I try, every day, to see things from where she's coming from. I pretend that she's my friend, I think about how I would react and what I would say if I saw my friend upset. If my friend was trying to tell me something important to them. If my friend came round to spend the day with me I wouldn't spend hours in another room doing housework. I wouldn't shout at them for spilling a cup of water.




You know what? It makes a big difference when I remember these things. It feels a lot more like we're on the same team. I show her that I understand by repeating back what has happened and how she feels about it, and I ask her what I could do to help her feel better. I ask her how she's feeling often, whether she seems happy or sad. I verbalise my own feelings, without worrying that she is too young to understand. Of course she understands - they are just feelings, and she has them too. Talking about them normalises them, makes them less scary and more manageable. It plants the seeds of empathy.





Then - and this is the magic part - I gradually notice that she is starting to do it too.

She notices when I'm sad and asks how she can help.

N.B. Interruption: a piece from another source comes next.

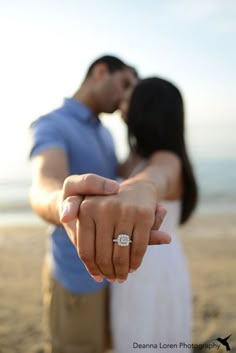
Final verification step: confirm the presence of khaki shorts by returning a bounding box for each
[43,260,110,353]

She tells me with her words when she's feeling upset. When I tell her how I am feeling she says "well done for using your words, mama".

When she's feeling something complicated or strong, she comes to me and asks me to "talk about it".

When other people (or animals) feel bad, she feels empathy.

When I really do need time to do my own thing, she listens and tries her best to respect that. The other night when she woke up, my back was aching. I said "Please just go to sleep, Audrey. My back hurts too much to cope with this." She lay down beside me and stroked my hair very gently. She said "don't worry, mama." We fell asleep together.




When I nurture instead of discipline, when I let her lead the way and be her own person without worrying about "moulding" her into something else, when I prioritise our relationship and being kind and respectful to her as she is right now, great things happen. And I'm a lot more able to notice them and celebrate them. We are both happier, we smile more, we trust each other. We don't assume that everything has a bad motivation. We accept that we are trying.


She is always trying her best, really. Just like we all are. I want to be kind to her, just like I try to be kind with myself. And she makes that so easy, so rewarding. "I really love you, mama."